5. Run an Experiment

Plug in the dataset, evaluator, and task (optional) you defined in #4. Here is an example script where a custom task, evaluator, and a few dataset samples have already been defined.

import os
from openai import OpenAI
from patronus import init
from patronus.evals import RemoteEvaluator
from patronus.experiments import run_experiment, FuncEvaluatorAdapter
 
# Initialize Patronus and OpenAI
init(api_key=os.environ.get("PATRONUS_API_KEY"))
oai = OpenAI()
 
# Define a task function
def call_gpt(row, **kwargs):
    model = "gpt-4o"
    response = (
        oai.chat.completions.create(
            model=model,
            messages=[
                {"role": "system", "content": "You are a helpful assistant. Please keep your responses very short and to the point."},
                {
                    "role": "user",
                    "content": f"Question: {row.task_input}\nContext: {row.task_context}"
                },
            ],
            temperature=0.9
        )
        .choices[0]
        .message.content
    )
    return response
 
# Create a sample dataset
dataset = [
    {
        "task_input": "What is the capital of France?",
        "task_context": "France is a country in Western Europe with several overseas territories.",
        "gold_answer": "Paris"
    },
    {
        "task_input": "When was the Declaration of Independence signed?",
        "task_context": "The American Revolution led to independence from Great Britain.",
        "gold_answer": "July 4, 1776"
    }
]
 
# Set up evaluators
fuzzy_match = RemoteEvaluator("judge", "patronus:fuzzy-match")
 
# Run the experiment
experiment = run_experiment(
    dataset=dataset,
    task=call_gpt,
    evaluators=[fuzzy_match],
    tags={"dataset_type": "qa_sample", "model": "gpt-4o", "temperature": "0.9"},
    experiment_name="GPT-4o Experiment"
)
 
# Export results
df = experiment.to_dataframe()
df.to_json("results.json", orient="records")

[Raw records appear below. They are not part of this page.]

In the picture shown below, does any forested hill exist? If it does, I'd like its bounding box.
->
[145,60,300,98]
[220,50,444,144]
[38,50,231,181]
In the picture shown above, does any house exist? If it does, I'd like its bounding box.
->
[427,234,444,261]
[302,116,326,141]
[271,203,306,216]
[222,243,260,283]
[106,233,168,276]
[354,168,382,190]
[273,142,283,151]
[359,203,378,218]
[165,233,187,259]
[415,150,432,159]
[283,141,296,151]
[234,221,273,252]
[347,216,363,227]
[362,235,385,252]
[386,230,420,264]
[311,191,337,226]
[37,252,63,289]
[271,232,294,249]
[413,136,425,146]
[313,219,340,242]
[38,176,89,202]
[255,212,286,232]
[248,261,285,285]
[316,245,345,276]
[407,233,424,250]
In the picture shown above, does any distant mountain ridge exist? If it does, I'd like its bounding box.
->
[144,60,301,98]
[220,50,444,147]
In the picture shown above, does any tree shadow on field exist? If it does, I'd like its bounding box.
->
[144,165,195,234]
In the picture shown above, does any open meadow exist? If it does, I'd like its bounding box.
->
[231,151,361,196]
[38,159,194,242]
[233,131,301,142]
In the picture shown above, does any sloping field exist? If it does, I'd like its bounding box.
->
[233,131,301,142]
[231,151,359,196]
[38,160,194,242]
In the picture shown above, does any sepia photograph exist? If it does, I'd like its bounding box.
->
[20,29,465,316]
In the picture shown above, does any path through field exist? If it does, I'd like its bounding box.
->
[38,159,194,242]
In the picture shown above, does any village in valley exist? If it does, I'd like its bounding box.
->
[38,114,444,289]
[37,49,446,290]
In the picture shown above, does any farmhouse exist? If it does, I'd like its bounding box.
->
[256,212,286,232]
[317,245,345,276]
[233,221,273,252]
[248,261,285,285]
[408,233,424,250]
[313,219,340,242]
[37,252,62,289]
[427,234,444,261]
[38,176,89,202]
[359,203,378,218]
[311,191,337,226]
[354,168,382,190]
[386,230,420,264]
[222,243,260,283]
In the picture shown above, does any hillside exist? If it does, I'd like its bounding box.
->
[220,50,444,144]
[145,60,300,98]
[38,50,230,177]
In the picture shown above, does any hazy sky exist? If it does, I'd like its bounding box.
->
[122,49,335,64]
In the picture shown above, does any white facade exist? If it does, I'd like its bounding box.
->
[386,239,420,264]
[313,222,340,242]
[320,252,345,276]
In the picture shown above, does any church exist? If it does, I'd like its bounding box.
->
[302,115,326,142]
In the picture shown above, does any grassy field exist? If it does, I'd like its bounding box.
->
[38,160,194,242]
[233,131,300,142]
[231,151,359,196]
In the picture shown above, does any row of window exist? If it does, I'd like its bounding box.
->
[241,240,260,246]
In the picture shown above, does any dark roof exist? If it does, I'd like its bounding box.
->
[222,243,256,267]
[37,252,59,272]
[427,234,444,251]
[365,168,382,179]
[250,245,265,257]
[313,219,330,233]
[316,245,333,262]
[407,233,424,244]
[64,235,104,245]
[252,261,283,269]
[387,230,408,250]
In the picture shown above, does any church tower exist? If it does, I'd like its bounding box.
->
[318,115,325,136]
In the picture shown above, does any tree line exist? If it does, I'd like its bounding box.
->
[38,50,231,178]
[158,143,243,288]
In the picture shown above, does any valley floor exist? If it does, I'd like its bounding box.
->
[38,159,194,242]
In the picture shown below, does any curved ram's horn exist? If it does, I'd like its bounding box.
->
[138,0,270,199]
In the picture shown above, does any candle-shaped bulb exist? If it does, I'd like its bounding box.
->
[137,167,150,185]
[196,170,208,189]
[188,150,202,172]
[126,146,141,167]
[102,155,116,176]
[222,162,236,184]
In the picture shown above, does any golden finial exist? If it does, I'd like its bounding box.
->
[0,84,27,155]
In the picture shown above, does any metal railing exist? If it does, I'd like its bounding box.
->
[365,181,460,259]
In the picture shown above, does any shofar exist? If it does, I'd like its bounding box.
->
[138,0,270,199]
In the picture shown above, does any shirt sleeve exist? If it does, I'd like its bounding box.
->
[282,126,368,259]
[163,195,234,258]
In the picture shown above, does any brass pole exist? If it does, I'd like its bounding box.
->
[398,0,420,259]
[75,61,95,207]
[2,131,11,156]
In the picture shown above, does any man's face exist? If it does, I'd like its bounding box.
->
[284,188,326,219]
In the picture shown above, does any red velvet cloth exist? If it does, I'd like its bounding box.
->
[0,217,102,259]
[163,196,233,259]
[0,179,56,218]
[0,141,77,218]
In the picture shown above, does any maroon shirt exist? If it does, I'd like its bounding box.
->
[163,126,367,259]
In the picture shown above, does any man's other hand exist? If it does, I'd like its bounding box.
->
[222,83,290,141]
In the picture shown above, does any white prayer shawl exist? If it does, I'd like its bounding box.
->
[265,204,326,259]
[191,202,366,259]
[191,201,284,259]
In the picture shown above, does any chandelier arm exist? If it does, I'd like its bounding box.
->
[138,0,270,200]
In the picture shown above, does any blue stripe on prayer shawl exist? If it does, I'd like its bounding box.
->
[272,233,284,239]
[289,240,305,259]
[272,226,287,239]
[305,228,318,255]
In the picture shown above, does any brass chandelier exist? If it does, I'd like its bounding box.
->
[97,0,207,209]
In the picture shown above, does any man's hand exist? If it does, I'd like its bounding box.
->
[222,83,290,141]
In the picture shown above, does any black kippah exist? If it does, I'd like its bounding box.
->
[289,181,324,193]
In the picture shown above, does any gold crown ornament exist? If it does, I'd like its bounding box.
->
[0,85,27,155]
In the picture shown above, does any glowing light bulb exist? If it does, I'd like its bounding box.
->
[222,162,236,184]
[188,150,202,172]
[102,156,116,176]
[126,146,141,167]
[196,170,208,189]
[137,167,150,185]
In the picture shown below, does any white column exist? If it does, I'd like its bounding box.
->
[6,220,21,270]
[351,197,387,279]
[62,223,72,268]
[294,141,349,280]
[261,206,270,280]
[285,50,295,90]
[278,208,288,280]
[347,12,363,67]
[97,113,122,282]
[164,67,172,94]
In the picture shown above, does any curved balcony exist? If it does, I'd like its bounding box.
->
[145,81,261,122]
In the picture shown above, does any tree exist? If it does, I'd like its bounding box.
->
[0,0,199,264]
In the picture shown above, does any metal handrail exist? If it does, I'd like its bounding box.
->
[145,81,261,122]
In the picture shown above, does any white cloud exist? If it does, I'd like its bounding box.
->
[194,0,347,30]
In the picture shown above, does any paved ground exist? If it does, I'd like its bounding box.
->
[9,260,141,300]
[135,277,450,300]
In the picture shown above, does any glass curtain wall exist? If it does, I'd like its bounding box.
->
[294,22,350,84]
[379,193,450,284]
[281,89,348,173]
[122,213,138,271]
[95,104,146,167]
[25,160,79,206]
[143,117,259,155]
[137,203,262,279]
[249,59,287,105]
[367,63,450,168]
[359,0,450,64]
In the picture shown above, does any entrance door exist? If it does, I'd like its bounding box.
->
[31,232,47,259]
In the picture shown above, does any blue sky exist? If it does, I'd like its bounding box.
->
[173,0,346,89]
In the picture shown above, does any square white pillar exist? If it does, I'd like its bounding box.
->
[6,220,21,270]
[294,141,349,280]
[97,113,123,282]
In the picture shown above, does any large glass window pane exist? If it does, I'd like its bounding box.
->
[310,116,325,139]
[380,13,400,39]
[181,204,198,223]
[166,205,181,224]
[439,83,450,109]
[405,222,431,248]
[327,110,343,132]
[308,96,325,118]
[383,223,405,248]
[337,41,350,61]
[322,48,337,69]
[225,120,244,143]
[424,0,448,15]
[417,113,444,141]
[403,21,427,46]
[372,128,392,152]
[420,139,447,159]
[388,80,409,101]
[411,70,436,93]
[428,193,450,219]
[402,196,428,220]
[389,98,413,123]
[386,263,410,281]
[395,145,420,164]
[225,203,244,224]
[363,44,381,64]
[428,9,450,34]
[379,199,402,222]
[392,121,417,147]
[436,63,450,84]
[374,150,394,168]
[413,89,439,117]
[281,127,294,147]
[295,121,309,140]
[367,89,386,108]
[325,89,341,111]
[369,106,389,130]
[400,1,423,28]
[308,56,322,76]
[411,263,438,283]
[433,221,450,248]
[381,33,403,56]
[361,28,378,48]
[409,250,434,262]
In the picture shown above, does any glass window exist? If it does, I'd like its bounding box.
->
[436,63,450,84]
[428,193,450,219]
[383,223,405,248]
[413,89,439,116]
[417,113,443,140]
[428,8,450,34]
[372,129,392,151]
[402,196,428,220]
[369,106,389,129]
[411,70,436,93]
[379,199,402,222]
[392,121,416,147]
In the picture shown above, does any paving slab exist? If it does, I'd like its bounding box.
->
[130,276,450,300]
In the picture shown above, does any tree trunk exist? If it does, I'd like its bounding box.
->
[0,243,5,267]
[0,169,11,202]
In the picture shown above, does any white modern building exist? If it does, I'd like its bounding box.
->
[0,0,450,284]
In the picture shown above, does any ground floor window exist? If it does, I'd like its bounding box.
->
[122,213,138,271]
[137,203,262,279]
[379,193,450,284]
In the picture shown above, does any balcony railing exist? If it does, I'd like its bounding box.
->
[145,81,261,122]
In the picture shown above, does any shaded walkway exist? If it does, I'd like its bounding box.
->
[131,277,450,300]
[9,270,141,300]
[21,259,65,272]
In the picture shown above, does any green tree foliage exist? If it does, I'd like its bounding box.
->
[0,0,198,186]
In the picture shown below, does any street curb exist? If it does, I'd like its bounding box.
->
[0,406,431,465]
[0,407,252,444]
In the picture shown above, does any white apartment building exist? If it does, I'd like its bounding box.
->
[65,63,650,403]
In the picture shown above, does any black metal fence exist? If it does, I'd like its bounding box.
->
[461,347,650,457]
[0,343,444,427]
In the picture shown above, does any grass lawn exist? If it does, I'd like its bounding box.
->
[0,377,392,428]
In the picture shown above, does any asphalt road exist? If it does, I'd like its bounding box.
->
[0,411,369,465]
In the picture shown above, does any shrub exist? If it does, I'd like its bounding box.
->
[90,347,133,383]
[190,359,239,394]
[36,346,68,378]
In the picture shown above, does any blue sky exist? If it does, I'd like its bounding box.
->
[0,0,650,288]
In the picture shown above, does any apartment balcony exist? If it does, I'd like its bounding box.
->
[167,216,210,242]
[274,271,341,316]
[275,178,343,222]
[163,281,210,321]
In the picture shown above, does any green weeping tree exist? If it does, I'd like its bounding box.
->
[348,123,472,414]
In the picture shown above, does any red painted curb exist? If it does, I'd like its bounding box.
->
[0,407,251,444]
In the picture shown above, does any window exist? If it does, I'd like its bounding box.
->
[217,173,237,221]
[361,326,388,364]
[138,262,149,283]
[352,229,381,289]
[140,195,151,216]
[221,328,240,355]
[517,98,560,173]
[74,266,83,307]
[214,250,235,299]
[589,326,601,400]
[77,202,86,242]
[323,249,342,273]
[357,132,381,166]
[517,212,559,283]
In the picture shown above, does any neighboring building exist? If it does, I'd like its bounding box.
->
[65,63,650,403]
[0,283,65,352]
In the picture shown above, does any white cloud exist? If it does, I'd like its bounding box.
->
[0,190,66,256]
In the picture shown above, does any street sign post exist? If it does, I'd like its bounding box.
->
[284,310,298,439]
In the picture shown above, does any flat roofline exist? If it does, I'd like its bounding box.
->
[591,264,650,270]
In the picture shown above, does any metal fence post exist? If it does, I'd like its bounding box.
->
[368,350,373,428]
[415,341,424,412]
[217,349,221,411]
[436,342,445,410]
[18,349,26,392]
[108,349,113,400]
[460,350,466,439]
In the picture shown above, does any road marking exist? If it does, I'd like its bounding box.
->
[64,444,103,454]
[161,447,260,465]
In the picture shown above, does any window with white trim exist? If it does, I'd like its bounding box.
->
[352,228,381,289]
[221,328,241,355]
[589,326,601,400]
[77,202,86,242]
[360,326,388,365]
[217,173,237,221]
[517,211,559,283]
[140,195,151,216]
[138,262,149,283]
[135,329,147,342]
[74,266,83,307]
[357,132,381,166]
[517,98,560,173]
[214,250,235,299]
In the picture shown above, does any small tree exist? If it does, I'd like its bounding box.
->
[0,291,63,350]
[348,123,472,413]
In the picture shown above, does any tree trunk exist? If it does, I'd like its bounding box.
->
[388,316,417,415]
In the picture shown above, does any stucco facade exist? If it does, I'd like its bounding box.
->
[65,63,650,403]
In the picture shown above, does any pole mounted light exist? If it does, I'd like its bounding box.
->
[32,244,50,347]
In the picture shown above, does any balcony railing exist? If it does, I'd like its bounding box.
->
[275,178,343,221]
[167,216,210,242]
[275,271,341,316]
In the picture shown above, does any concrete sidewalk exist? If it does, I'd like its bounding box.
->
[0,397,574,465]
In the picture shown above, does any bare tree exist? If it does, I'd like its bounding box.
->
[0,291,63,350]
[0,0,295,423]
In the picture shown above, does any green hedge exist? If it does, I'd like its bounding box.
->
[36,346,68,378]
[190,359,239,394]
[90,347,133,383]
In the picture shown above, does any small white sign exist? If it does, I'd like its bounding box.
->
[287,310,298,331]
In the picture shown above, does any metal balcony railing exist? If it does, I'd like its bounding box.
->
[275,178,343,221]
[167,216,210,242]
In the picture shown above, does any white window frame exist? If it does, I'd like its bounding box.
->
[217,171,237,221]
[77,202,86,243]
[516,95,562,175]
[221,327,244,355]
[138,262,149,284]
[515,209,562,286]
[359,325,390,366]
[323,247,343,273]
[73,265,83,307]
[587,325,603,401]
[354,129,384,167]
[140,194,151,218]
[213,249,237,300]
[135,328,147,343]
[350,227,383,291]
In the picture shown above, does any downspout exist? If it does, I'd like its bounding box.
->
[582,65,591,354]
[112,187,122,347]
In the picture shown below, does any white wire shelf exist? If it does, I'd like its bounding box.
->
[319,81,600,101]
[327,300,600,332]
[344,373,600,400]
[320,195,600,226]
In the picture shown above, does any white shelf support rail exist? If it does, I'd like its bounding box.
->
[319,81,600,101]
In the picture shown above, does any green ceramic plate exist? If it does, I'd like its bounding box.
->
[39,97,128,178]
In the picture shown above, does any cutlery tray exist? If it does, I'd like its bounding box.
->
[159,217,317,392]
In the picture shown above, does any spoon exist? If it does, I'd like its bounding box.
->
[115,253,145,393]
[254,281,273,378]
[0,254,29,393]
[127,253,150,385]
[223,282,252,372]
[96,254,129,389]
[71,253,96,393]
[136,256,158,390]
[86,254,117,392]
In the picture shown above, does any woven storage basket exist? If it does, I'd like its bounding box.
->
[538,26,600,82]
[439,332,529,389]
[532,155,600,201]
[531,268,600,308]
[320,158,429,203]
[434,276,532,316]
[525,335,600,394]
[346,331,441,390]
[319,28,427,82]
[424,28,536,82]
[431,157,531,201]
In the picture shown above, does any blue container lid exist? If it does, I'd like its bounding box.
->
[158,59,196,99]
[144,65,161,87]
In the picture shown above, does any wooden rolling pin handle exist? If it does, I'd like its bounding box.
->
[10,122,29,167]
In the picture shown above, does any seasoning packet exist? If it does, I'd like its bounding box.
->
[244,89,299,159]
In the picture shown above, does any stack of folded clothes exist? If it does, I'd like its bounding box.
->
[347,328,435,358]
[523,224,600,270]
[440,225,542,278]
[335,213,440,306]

Your experiment run will generate a summary report and a link to the platform within your code editor.

6. Compare Experiment Outputs

You can compare historical experiments in Comparisons to get useful insights. Run through this process to create comparisons against datasets, models, evaluators, and tasks. For example, we see that GPT-4o-mini performs worse than Claude 3.5 Sonnet in our experiments.

You can view row-wise output differences as well! This highlights differences in LLM outputs across runs. For example, in this case GPT-4o-mini returned the wrong answer, but Claude 3.5 answered correctly.